Escutei o soar do triângulo e corri a ver. Carregando ao lado do ombro um tambor, avisando a passagem pela rua dominical de uma saudade da infância. Aquela sonoridade que acabou, pensava eu, volta resistente pelo corredor despido de pessoas, naquela tarde fagueira sem laranjais.
Homem do povo a deixar ecoar pela desnuda atmosfera o tililingo do chamado para quem quisesse a guloseima. A voz do bem antes pairando no ar. Como, de repente, houvesse um redemoinho do tempo e tudo voltasse à Rua da Areia, quando os meninos paravam a bola de meia e saíam aos gritos: “Cavaco chinês!” Passei a língua nos lábios.
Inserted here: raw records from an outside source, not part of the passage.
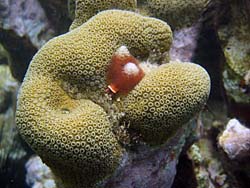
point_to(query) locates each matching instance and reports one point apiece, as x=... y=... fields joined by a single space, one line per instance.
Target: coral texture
x=71 y=133
x=86 y=9
x=165 y=99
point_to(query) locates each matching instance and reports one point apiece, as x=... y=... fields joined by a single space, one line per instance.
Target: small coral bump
x=124 y=72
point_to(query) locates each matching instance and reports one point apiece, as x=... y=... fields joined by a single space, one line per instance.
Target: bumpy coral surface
x=86 y=9
x=72 y=134
x=165 y=99
x=178 y=13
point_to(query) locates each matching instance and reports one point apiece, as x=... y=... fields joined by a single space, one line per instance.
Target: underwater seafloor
x=114 y=102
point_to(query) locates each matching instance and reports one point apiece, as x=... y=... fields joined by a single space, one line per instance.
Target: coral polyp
x=124 y=72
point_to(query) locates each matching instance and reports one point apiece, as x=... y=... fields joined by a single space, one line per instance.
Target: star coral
x=165 y=100
x=86 y=9
x=55 y=114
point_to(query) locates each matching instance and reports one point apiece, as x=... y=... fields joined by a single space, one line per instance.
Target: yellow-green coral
x=85 y=9
x=166 y=99
x=54 y=114
x=177 y=13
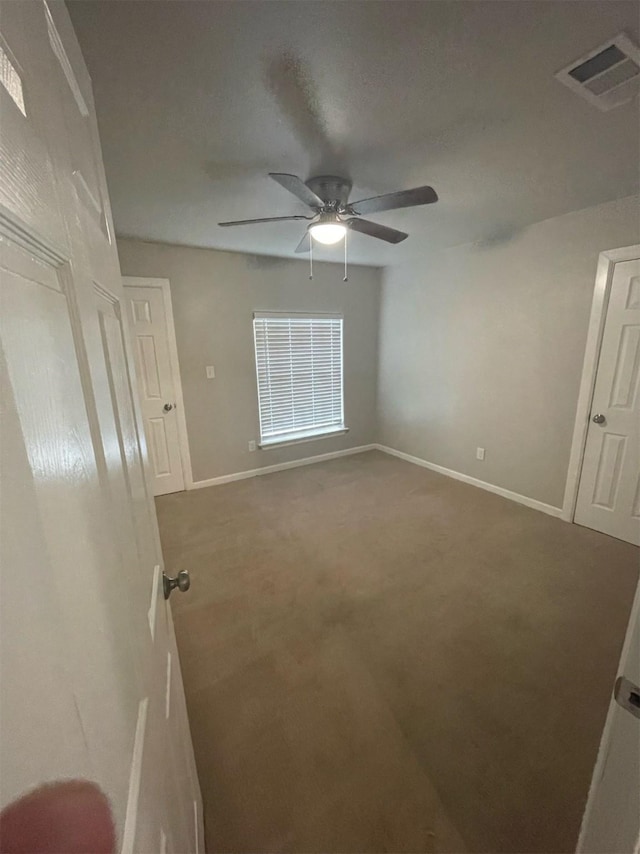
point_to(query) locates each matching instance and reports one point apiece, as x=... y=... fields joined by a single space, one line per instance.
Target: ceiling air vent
x=607 y=76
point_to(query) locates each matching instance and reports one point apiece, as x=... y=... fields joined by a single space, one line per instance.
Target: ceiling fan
x=328 y=197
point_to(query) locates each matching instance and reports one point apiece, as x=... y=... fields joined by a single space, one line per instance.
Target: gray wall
x=483 y=346
x=214 y=295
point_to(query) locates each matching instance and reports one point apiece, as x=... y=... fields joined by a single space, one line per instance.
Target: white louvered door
x=609 y=492
x=85 y=632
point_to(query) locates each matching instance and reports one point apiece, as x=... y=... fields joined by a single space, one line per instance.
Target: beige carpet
x=379 y=658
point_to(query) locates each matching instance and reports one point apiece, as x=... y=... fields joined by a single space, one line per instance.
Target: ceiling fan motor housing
x=333 y=190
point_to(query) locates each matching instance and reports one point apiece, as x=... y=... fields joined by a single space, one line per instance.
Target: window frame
x=312 y=433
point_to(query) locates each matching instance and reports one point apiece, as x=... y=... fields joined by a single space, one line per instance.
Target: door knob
x=181 y=581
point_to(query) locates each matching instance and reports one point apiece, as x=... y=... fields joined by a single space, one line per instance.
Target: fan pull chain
x=346 y=269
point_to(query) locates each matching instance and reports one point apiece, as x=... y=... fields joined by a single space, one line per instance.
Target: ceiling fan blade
x=265 y=219
x=374 y=229
x=305 y=243
x=296 y=186
x=393 y=201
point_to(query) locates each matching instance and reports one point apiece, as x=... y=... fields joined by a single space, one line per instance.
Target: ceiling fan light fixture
x=328 y=230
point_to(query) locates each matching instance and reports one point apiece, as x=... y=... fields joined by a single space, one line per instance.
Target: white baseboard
x=306 y=461
x=465 y=478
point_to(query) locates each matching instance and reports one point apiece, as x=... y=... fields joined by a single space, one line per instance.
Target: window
x=299 y=368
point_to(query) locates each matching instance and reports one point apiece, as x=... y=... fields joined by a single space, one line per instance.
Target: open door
x=611 y=823
x=90 y=679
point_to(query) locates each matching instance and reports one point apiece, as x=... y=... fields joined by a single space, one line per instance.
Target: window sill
x=283 y=442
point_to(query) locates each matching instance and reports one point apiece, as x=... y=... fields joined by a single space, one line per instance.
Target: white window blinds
x=299 y=368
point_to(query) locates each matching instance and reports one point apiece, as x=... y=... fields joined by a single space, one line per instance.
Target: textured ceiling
x=197 y=101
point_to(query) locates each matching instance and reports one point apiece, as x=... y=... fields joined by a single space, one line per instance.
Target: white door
x=609 y=491
x=158 y=379
x=611 y=822
x=88 y=662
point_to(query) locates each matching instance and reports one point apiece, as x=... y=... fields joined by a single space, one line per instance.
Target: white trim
x=607 y=732
x=242 y=475
x=183 y=436
x=549 y=509
x=604 y=276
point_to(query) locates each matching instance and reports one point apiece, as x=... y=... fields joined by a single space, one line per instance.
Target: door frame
x=604 y=277
x=607 y=732
x=183 y=436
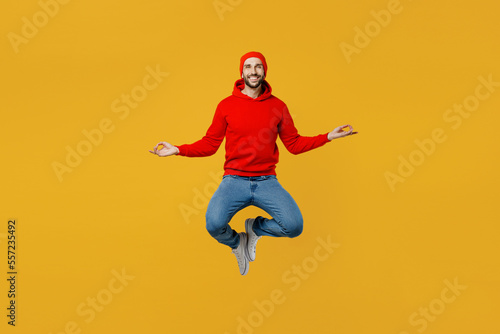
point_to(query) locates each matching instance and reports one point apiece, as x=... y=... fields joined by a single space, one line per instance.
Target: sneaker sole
x=245 y=240
x=248 y=227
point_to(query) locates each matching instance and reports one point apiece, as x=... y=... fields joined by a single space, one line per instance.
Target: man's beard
x=253 y=85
Emília, minha esposa, da mesma geração dessas musicalidades e sabores, foi rápida em tomar o elevador, indo comprar do cavaco. Nome estranho, talvez para quem não conhece. O cavaco chinês se derrete na boca como (comparando mal, por respeito) uma hóstia fina consagrada.
É sutil, leve, quase transparente em sua contextura. Como foi benéfico provar, novamente, a peça enrolada, se desmanchando nas mãos não mais de criança. Tudo sob um assovio de magia clara, de resgate palatino do que eu nem me lembrava mais. O vendedor é remanescente dos muitos que percorriam a província de Nossa Senhora das Neves. Um dos tipos vendedores de ilusão em formato de produtos não industrializados, sem marca, recomendações, nível de glútens e outros informes.
Eita, a partir do vendedor que, há pouco, dobrou a esquina, deixando morrer o som do triângulo, lembrei o leiteiro, o pipoqueiro, o doceiro, enfim...
Mamãe ficava à porta e seu Antônio apertando a buzina, anunciando a proximidade do leite trazido na carroça. Todos sabiam que era “batizado” o líquido despejado no vasilhame, denunciado pela cor azulada do excesso d’água. Assim mesmo, dava coalhada e a nata nadava sobre a superfície da panela tirada da fervura. O doce de côco (que a meninada moleque deslocava o acento, tornando a palavra oxítona) de engolir a língua, chamado de “americano” – pregava nos dentes e eram os pedaços extraídos com os dedos.
Era a culinária da época, em grande quantidade, herdada de antepassados. O beiju, o cuscuz, a tapioca, tudo vendido pelas ruas afora. Até o pão vinha desprotegido na boleia da carroceria da caminhoneta de seu Honório (quem pensava em higiene, germes, e outras alimárias invisíveis?).
Às vezes, suado, pegava o produto de cada dia com as mãos e soltava nas cestas à disposição. Pois bem, estou à espera de mais cavaco chinês. Quando escutar o tililingo, bem longe, sei bem: por ali vem uma amostra retroativa, uma infância sem mistura de veneno, um sinal de que no rolo do cavaco chinês se esconde a lembrança e o sabor de tempos idos, bem vividos.